Gut 60 Aufnahmen von Strobl sind derzeit im "Verborgenen Museum" Berlin zu sehen. Beindruckend der enorme Detailreichtum, die Tiefenschärfe. Bilder, in denen das Auge spazieren geht wie in einer Landschaft. Etwa in den Bildern des neu entstehenden Gaswerks in Wien-Leopoldau. Über zwei Jahre lang dokumentierte Strobl den Aufbau des Werks. Eines der Fotos, aufgenommen 1912 vom Gasometer aus, zeigt eine weite Ebene mit Baubaracken, eingerüsteten Gebäudeteilen, Schornsteinen und irgendwo dazwischen, winzig klein, fünf Arbeiter.
"Wenn man den Terminus Industriefotografie hört, denken viel wahrscheinlich an Bernd und Hilla Becher, die ab den 1960er-Jahren das Ende dieser Industriekultur festgehalten haben. Marianne Strobl dagegen hat 50 Jahre zuvor die Hochblüte dieser Industrie eingefangen und zwar auf eine Weise, die für unseren Blick unglaublich modern erscheint, die auch an Aufnahmen des Neues Sehens aus den 1920er-, 1930er-Jahre erinnert, die das quasi vorwegnimmt."

Prägende Industrialisierung

Während andere Fotografen um 1910 die schönsten Ecken Wiens ablichten und ihre Bilder hinterher an Touristen verkaufen, interessiert sich Strobl ganz für das Neue und Unfertige. Ihr Wien ist eine Stadt under construction, nackt, roh - kein Puderzucker.
Bleibt die Frage, wie Strobl ohne Ausbildung – Frauen werden erst ab 1908 an der Wiener Fotoakademie zugelassen – zu einer so viel beschäftigen Fotografin werden konnte.
Neben den Kontakten ihres Ehemanns Josef Strobl, der als Vermessungsingenieur beste Beziehungen zu Industrie und Behörden unterhielt, dürfte Strobl vor allem die Entwicklung Wiens selbst geholfen haben: Die rasant voranschreitende Industrialisierung kurz vor der Jahrhundertwende, die Verdreifachung der Einwohnerzahl innerhalb weniger Jahrzehnte. Überall wird gebaut. Und die neuen Bauherren wollen repräsentieren.

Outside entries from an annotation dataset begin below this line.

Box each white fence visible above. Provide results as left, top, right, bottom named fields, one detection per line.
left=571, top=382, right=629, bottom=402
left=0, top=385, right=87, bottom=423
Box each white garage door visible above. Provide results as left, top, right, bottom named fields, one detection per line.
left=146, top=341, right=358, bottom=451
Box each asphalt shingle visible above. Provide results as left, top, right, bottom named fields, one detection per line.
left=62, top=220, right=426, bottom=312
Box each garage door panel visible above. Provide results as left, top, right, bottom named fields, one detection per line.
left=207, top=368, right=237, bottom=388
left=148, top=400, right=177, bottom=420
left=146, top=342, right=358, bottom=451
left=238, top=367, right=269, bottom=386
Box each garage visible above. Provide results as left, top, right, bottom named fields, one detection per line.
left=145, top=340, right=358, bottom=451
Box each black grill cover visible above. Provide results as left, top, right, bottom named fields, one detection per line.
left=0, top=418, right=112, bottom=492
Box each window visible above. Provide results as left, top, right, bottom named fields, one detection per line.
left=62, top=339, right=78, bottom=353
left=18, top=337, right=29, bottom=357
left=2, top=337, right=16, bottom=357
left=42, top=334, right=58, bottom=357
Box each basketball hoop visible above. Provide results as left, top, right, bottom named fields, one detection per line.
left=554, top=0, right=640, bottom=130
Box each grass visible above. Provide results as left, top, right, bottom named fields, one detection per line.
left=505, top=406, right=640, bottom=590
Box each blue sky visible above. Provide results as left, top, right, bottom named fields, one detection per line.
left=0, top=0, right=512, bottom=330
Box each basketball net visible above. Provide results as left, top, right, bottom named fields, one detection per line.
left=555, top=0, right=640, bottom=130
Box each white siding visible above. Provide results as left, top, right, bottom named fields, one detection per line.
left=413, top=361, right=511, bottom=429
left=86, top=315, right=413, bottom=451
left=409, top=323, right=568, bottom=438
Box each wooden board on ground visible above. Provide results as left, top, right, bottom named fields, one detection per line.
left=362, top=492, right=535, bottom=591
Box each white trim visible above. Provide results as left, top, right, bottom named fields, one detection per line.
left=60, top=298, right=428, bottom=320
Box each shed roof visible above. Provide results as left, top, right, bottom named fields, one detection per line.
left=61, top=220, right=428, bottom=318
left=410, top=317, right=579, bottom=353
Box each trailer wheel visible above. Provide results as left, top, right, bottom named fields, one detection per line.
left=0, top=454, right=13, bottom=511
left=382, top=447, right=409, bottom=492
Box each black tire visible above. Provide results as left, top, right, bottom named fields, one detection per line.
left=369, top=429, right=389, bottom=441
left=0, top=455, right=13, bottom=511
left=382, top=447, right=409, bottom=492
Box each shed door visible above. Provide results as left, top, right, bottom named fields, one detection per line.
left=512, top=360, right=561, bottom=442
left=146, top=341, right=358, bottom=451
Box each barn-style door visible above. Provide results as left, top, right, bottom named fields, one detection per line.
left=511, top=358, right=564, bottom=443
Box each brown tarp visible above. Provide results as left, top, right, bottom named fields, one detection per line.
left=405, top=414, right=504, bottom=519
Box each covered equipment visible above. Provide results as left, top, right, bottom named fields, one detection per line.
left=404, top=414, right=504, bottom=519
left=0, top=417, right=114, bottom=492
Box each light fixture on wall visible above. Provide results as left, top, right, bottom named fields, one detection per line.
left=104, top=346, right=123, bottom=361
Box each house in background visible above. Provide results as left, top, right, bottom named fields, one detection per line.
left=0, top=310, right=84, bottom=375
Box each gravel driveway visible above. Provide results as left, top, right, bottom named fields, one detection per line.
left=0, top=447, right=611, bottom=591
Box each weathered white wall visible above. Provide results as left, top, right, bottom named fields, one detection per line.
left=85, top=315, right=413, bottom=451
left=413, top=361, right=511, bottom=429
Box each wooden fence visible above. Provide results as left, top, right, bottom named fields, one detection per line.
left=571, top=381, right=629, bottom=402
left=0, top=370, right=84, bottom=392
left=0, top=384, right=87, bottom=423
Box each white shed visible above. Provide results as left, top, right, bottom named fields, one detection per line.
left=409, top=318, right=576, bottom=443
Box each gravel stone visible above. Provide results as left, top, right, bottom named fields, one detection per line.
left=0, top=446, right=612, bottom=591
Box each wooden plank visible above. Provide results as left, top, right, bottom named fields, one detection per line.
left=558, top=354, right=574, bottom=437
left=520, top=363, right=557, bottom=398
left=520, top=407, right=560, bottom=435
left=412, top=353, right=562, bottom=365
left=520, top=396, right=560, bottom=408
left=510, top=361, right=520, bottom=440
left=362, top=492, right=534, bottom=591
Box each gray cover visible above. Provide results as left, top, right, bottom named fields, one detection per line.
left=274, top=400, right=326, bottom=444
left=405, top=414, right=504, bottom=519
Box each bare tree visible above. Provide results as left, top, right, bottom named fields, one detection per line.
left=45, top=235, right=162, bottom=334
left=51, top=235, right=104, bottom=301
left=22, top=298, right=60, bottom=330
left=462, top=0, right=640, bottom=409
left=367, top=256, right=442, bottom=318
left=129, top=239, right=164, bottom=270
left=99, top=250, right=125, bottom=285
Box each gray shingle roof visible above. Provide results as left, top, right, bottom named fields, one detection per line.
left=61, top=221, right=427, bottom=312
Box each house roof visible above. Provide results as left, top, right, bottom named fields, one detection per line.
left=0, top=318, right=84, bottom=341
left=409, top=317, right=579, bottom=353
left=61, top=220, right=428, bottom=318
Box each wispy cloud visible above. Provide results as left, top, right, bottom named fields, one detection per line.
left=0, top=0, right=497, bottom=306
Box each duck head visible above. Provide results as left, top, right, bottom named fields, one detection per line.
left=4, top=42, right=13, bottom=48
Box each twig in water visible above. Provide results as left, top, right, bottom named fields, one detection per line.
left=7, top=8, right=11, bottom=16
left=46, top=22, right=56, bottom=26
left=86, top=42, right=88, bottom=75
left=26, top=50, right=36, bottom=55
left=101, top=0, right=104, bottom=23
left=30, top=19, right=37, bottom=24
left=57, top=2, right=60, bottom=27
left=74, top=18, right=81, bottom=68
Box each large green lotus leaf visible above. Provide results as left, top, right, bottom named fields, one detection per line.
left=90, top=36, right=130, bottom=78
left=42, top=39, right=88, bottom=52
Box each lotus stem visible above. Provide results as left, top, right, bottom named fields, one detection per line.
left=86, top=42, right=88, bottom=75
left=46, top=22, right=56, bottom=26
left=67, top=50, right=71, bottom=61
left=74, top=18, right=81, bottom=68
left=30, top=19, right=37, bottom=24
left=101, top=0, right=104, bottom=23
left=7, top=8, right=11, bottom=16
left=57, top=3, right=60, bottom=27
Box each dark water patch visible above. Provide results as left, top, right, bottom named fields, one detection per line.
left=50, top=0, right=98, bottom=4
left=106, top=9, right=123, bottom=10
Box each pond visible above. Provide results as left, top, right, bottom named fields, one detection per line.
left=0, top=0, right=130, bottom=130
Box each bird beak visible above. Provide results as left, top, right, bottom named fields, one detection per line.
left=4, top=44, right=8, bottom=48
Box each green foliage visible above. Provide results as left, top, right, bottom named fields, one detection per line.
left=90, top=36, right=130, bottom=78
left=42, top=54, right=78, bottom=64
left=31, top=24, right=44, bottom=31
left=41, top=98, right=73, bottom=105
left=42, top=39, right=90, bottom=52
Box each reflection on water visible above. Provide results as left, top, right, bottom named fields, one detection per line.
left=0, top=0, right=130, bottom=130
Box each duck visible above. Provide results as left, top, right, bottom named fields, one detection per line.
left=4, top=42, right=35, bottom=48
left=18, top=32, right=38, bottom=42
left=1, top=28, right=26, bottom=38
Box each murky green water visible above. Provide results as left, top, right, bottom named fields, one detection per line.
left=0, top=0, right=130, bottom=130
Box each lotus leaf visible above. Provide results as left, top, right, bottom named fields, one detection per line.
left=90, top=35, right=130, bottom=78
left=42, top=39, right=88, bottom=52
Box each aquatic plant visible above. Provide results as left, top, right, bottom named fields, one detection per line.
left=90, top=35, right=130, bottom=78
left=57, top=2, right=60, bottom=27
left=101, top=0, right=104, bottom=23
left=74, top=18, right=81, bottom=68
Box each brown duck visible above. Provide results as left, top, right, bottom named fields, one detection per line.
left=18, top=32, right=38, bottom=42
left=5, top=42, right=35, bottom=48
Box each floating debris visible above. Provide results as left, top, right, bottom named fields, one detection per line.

So lesen sich Strobls Arbeiten heute nicht nur als Zeugnisse städtebaulichen Entwicklung, sondern auch als frühe Beispiele fotografischer PR. Und natürlich als die Geschichte einer Frau, die sich Industriephotograph nannte – lange, bevor sich so etwas wie ein Genre der Industriefotografie überhaupt etablierte.